Oldest Antarctic Ice Reveals 6-Million-Year Climate Secrets

Indeed, the oldest directly dated ice ever retrieved from Earth has been pulled from the frozen expanse of East Antarctica, and it is far older than scientists had dared to hope. At 6 million years old, this Allan Hills ice shatters previous records by more than doubling the age of the oldest known samples and offers a rare, unaltered archive of atmospheric and climatic conditions from the Miocene epoch.

Image Credit to depositphotos.com

This extraordinary find was made possible through a combination of geological serendipity and engineering precision. The Allan Hills blue ice area lies at approximately 2,000 meters above sea level, in a place where rugged mountain topography and near-static ice flow have locked ancient ice close to the surface. Strong katabatic winds scour away fresh snow, slowing accumulation and exposing compressed, crystal-blue ice that has survived for millions of years. “The wind blows away fresh snow, and the cold slows the ice to almost a standstill,” said Sarah Shackleton of Woods Hole Oceanographic Institution. “That makes Allan Hills one of the best places in the world to find shallow old ice, and one of the toughest places to spend a field season.”

From 2019 to 2023, Shackleton’s team drilled 100–200 meters and pulled up cores laced with microscopic air bubbles, sealed time capsules of ancient atmosphere. To date those samples, the team had to make an exact measurement of the radioactive decay of argon isotopes, refining a technique that has evolved from earlier noble-gas dating methods. Unlike stratigraphic matching or sediment-based inference, argon isotope dating produces a direct age from the ice itself, rather than from external markers, eliminating their attendant uncertainties. This approach builds upon advances in the ATTA, a laser-based method able to detect isotopes such as 39Ar at abundances as low as 10⁻¹⁷, reducing sample sizes to merely a few kilograms of ice.

The oxygen isotope ratios in the Allan Hills cores gave a continuous cooling of about 12°C over the past 6 million years, the first direct quantification of Antarctica’s cooling from a warm Miocene world to today’s frigid polar climate. The cooling trend correlated with geological evidence of shrinking polar seas and growing ice sheets, but the Allan Hills data provided a finer resolution. “Ice cores are like time machines that let scientists take a look at what our planet was like in the past,” Shackleton said. “The Allan Hills cores help us travel much further back than we imagined possible.”

The trapped air can provide much more than temperature records. Future analyses are planned for the reconstruction of ancient concentrations of greenhouse gases and ocean heat content, key variables for understanding natural drivers of climate. Similar work on younger cores has revealed tight correlations between levels of carbon dioxide and global temperature; the Miocene samples will extend that relationship into a climate regime where CO₂ and sea levels were markedly higher than today.
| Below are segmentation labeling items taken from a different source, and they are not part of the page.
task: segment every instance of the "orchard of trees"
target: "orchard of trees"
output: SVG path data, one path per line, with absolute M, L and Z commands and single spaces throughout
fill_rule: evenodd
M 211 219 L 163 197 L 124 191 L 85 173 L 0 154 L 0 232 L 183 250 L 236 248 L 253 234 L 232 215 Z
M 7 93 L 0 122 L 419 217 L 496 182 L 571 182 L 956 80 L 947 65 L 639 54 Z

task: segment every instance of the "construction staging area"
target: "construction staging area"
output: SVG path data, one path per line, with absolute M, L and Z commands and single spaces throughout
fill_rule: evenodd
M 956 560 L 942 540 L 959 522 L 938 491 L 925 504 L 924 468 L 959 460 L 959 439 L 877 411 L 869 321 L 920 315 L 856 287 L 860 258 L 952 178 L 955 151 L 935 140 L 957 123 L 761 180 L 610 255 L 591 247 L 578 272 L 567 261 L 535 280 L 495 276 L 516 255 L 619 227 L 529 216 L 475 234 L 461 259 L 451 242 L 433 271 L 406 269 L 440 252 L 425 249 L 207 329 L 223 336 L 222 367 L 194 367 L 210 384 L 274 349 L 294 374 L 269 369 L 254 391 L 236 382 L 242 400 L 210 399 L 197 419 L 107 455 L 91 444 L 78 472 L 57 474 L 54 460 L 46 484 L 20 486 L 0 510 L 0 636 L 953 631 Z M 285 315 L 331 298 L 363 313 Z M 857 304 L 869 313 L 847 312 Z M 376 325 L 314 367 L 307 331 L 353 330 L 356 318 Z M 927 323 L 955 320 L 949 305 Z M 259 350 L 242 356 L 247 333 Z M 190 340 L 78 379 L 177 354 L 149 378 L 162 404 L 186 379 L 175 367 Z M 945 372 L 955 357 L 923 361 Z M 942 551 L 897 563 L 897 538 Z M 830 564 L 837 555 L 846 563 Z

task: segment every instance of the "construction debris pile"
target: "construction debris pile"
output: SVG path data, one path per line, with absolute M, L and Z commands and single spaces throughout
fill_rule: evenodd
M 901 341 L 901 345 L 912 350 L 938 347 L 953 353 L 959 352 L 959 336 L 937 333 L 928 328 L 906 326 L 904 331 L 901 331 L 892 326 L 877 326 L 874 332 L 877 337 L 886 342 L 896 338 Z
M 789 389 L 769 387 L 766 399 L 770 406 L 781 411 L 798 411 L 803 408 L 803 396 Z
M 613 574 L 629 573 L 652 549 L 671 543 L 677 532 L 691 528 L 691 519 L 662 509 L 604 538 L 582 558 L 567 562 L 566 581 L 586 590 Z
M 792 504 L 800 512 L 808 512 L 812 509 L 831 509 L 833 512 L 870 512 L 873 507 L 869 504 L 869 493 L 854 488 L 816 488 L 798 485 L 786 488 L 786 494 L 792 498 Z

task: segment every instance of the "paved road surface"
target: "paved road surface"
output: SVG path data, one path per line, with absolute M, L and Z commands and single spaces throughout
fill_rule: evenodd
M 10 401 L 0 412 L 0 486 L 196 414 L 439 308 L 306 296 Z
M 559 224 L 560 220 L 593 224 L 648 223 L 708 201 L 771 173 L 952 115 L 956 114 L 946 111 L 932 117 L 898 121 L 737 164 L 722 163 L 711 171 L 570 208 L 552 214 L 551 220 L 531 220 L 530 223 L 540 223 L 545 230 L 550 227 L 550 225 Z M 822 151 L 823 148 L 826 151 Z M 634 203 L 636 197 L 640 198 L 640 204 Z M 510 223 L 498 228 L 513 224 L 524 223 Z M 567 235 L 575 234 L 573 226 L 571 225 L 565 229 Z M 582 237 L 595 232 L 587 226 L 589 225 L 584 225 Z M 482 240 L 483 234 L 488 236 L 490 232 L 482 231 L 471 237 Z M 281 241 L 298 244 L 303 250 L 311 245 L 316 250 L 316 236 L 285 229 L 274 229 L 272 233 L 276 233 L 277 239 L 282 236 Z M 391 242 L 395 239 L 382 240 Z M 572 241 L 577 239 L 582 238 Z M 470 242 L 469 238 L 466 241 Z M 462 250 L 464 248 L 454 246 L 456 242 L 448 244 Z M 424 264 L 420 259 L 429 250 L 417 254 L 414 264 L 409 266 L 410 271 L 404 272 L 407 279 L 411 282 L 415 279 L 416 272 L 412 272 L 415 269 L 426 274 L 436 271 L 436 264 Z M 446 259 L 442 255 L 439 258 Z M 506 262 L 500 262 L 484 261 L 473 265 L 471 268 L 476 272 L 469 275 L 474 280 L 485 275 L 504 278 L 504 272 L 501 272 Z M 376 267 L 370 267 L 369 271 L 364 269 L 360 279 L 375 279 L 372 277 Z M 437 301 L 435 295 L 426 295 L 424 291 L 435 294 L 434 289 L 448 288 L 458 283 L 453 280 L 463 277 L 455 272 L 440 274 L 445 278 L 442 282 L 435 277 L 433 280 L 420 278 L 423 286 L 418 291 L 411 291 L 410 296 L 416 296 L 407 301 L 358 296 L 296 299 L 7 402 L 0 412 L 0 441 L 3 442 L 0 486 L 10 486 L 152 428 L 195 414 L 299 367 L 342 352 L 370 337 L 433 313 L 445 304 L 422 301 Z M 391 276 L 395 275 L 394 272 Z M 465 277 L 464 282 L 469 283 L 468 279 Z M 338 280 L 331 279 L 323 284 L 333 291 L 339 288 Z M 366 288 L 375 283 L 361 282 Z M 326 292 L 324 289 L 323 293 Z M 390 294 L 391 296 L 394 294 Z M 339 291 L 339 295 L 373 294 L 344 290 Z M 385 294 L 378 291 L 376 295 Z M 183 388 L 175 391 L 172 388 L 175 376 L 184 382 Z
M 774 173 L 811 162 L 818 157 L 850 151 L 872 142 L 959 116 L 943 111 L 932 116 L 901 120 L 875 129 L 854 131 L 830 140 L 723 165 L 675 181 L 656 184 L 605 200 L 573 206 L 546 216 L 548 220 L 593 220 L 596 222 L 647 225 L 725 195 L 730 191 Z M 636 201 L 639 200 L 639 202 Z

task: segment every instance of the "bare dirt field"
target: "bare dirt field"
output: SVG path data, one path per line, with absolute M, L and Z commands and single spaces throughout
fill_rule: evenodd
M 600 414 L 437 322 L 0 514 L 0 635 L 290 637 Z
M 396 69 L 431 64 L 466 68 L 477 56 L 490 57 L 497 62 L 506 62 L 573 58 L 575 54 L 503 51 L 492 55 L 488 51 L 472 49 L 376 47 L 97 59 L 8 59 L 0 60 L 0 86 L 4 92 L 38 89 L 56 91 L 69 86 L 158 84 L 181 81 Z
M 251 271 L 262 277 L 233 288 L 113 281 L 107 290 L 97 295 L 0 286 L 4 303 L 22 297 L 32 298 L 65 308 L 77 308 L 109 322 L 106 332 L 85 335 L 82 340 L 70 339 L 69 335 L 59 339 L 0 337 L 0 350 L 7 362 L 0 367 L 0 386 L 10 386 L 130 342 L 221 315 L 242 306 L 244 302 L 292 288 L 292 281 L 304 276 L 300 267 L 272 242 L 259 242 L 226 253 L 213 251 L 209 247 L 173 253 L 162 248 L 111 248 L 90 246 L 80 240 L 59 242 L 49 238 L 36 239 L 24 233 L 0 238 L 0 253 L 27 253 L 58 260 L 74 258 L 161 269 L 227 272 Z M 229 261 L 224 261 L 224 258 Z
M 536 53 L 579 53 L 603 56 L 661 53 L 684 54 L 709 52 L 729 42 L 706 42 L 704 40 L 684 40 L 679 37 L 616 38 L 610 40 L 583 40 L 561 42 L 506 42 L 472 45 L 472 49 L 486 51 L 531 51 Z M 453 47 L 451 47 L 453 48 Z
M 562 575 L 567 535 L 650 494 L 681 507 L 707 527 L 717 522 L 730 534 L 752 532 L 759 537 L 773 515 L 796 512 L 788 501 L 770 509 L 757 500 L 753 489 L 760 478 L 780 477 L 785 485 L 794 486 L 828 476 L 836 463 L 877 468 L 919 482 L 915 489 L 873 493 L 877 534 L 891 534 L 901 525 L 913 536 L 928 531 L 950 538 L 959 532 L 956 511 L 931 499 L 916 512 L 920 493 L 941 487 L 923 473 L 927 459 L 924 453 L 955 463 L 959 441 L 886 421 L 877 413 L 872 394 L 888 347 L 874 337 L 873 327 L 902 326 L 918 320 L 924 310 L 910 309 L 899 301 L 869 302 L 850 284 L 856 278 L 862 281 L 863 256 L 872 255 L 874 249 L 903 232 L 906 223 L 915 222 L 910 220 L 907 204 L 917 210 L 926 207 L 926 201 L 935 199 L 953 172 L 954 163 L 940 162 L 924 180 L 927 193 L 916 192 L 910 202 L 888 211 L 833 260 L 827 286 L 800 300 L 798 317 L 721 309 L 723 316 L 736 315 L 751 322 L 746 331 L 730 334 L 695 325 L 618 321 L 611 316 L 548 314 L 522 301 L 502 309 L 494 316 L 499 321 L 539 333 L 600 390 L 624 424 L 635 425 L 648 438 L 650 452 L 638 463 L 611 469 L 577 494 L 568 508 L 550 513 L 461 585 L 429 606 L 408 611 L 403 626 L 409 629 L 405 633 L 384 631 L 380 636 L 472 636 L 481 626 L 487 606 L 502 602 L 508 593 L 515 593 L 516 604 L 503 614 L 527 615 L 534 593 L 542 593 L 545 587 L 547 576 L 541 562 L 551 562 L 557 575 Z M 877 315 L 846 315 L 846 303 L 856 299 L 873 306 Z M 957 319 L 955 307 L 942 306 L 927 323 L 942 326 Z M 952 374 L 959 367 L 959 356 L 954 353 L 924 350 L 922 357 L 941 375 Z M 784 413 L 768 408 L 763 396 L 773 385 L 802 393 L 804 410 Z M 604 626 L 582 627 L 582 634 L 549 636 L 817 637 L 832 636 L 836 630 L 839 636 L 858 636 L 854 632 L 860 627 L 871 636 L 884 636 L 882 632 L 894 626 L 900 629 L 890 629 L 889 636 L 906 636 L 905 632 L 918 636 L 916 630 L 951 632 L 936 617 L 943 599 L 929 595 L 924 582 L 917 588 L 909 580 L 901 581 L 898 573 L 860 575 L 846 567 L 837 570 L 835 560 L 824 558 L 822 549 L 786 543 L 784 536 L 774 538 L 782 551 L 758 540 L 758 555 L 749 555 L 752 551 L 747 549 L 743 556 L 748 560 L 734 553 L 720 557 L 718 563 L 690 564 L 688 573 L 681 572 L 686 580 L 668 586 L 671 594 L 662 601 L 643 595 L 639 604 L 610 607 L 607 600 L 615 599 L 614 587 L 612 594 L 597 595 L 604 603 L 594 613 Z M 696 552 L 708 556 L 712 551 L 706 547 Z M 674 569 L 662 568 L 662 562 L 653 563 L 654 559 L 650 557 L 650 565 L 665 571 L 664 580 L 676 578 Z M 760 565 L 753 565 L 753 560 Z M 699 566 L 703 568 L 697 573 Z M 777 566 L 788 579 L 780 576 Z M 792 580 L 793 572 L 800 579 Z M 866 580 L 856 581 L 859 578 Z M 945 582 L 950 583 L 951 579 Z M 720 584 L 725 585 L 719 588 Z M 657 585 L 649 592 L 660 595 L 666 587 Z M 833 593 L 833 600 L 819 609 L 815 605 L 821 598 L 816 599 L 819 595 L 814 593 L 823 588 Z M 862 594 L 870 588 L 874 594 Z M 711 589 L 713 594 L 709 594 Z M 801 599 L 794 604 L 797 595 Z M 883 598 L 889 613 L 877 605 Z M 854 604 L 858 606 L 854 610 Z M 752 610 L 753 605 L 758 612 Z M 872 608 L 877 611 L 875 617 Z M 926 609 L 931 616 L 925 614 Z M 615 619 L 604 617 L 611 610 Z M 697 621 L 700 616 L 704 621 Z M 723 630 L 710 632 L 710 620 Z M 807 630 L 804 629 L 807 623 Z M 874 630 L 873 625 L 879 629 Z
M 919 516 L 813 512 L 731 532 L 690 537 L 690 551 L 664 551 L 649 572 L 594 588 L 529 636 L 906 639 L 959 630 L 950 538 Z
Critical to this achievement has been the technological progress made in the process of drilling ice cores. Traditional deep-core programs in Antarctica have needed to penetrate upwards of more than 2,000 meters of ice to reach material even approaching a million years old. In contrast, the COLDEX team’s intermediate-depth drills-designed for blue ice areas-can recover ancient ice at a fraction of that depth. The cores are discontinuous but form a sort of ” library of climate snapshots” that complement the continuous records from the Antarctic interior. “Initially, we had hoped to find ice up to 3 million years old, or maybe a little older, but this discovery has far exceeded our expectations.”

The Allan Hills find also contributes to climate modelling: paleoclimate data from the ice cores feeds directly into simulations predicting the behaviour of ice sheets under warming scenarios. The Miocene epoch is considered a partial analogue for projected future climates in the case of continued high greenhouse gas emissions, and these samples are a benchmark in testing model sensitivities to elevated CO₂ and ocean heat. In engineering terms, this data provides boundary conditions for the coupled ice–ocean–atmosphere models, which will improve forecasts of ice sheet stability and sea level rise.

A team will return in the months ahead to Allan Hills, with the aim of pushing the record even further back in time. Between 2026 and 2031, a longer-term program will target even older ice – possibly well into the Miocene. Each core extracted is more than a scientific curiosity – a precision-engineered archive, preserved by nature and unlocked by technology, holding answers to how Earth’s climate system has evolved, and how it may respond in the centuries ahead.